My "goals" may be "simple". "Health care for all that is cheaper, higher quality and provides more choices". How can anyone disagree with that? How about with an investment plan that "has less risk, higher returns, and only invests in sustainable business"? Of say, a diet, where you can "eat the foods you want, when you want, and excise only when convienient to you and reach your target weight in less than a year".

The "simple" problem is the complete confusion of ends with means. I heard Amy Klobochar on MPR today from at the fair repeat more than once "covers all, less expensive, higher quality and adds to the choices that people have today". She said not a single word about "how", since in the real world were MEANS are a MAJOR part of reality, the devil is very much in those "details of how".

So the left this is a simple moral issue.

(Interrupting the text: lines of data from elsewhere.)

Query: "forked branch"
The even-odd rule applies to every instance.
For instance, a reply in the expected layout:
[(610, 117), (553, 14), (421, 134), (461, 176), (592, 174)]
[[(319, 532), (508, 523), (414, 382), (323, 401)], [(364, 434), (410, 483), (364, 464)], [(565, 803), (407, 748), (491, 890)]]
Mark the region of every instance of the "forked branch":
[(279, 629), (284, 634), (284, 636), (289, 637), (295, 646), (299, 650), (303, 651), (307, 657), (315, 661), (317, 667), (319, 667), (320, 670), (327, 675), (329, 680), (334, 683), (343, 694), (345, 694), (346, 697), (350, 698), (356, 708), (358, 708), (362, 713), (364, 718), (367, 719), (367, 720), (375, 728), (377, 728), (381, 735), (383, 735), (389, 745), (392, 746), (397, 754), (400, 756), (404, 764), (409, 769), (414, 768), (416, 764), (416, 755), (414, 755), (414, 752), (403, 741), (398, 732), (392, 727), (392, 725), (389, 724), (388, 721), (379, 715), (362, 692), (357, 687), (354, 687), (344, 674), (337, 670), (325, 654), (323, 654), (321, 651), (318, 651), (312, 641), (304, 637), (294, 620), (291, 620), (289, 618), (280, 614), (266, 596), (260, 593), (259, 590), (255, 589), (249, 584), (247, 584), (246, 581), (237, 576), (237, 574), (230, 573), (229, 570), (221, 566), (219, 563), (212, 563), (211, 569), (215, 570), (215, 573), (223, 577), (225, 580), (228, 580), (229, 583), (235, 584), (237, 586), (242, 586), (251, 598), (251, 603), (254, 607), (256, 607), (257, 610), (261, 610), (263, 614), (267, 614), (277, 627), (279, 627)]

Other countries that have only 10-30% of the population of the US  "have it" (although there is precious little study of what "it" is other than the lable "universal health"). But they say that "we don't" -- because there are 47 million people without insurance. But wait -- insurance is a MEANS to PAY for healthcare! It isn't healthcare at all! Teddy Kennedy could have paid for his treatment out of pocket with EASE had he been uninsured! Had the poorest 77 year old in the country walked in to the same hospital as Teddy, they too would have gotten the same care. Only in a country with "universal health" would Kennedy have received care, but another 77 year old of less than top 1% wealth would not have.

We live in a supposed democracy where it is immoral to discuss how we pay for out health care because the left had decided so. Welcome to BO America.